Indonesia’s rich culture manifests itself in many aspects of its heritage — performance arts, handicrafts, customs, ceremonies, even traditional costumes. Dating back centuries ago, Indonesians are still proud to wear their traditional attire, especially during special occasions. Take a look at Indonesia’s traditional dress in all its elegance.
The National Dress
Just like its diverse culture, Indonesia also has many different traditional attire. But perhaps the most important of all is batik and kebaya. These costumes originally belong to the cultures in Java and Bali, but the prominence of these regions in the country’s advancements and politics have given them cultural dominance as well. In some cultures, the traditional dress are reserved only to royals and influential families or special occasions, which explains the detailed and extravagant details. Even so, many are now adapted into everyday use.
Batik is a cloth with intricate patterns made using traditional dyeing techniques. The technique is practiced in different localities with slight variations and yields different results in materials and patterns. Traditionally, men and women use batik by wrapping the cloth around the hips. But nowadays, the traditional fabric assumes a much more modern appearance. Batik cloths are now being sewn into formal shirts for men, dresses, skirts, even accessories like handbags.

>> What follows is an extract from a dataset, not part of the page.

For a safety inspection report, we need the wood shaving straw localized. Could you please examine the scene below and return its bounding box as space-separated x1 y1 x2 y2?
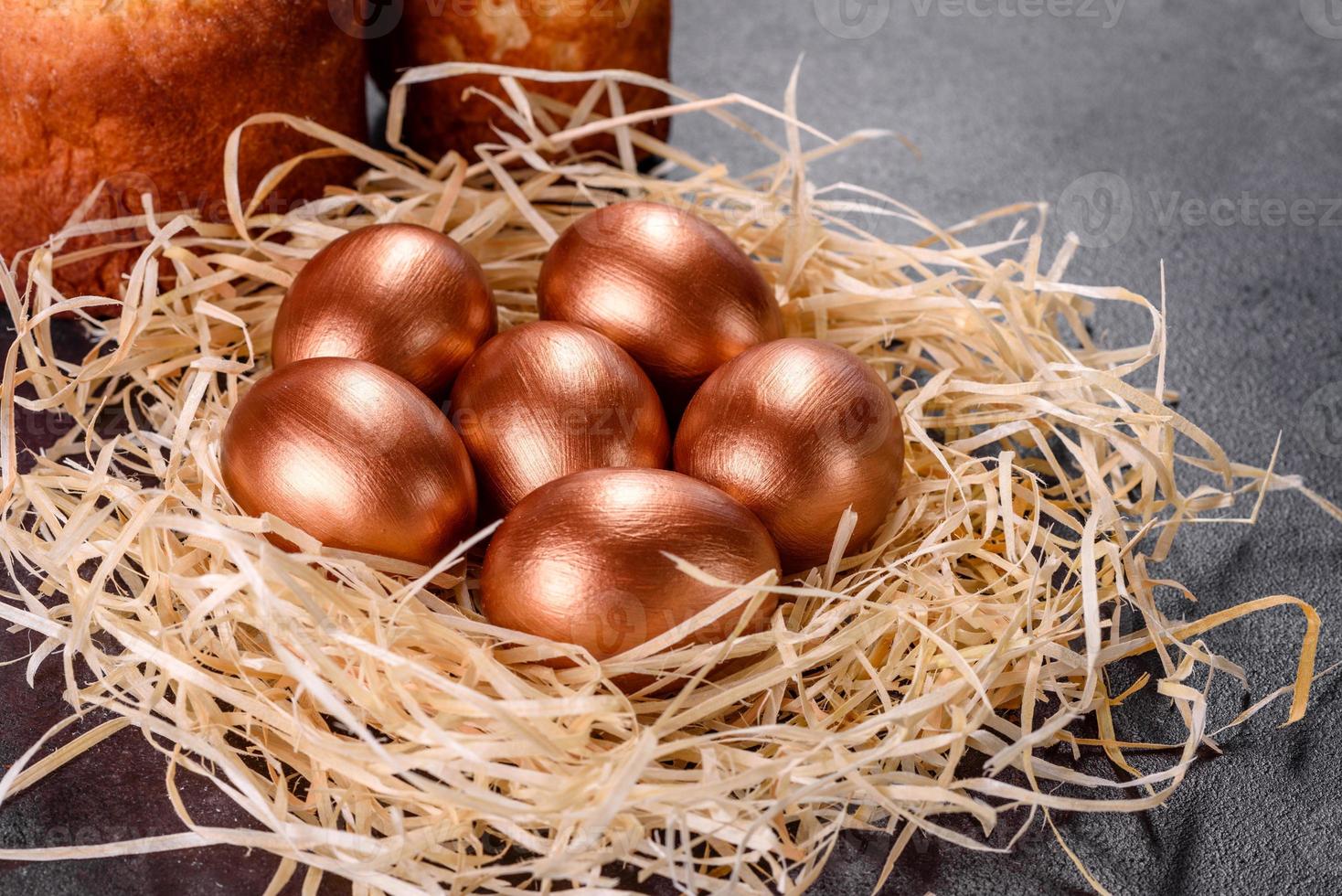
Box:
0 64 1342 893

Batik is still widely worn until today, especially during formal occasions such as weddings or formal gatherings. Some companies assign one day in a week, usually Friday, where employees are required to wear batik shirts as a dress code.
Kebaya is the traditional costume from the Javanese, Sundanese, and Balinese culture but has now been recognized as Indonesia’s national costume for women. Again, different localities have a different take on kebaya, but they are generally made from sheer fabric, like silk, thin cotton, or see-through nylon embellished with brocades and embroidery.
Just like batik, kebaya is still a popular attire choice when attending weddings and other important gatherings; it’s also often worn by first ladies and wives of diplomats. Indonesian women make it a tradition to wear kebaya every year on April 21 to commemorate Kartini, the figure for women rights and emancipation.
Home to hundreds of different ethnic groups spreading throughout its 34 provinces, Indonesia’s traditional dress is actually as diverse as its ethnicities. Today, each province is usually represented by one set of traditional attire or regional costumes — for men and women — even though there are actually countless variations to each.
Each traditional dress is influenced by legends, beliefs, symbols, even assimilation with other cultures. Jakarta’s traditional attire, for example, reflects influences from Arab, China and Malay culture.
Balinese traditional attire, on the other hand, reflects the impact of Hinduism through the ornaments and symbols.
Contemporary Takes on Traditional Dress
Nowadays, batik is often worn casually and can be matched even with a pair of jeans and sneakers. Women enjoy wider variations, from maxi-skirts to wear with hijab to chic mini-dresses.
Indonesian fashion designers are still inspired by the beauty and intricacy of traditional attires that they often beget contemporary collections based on the centuries-old techniques and philosophies. The celebrated Oscar Lawalata, for example, brought his contemporary batik collection to a fashion show in Los Angeles in 2016.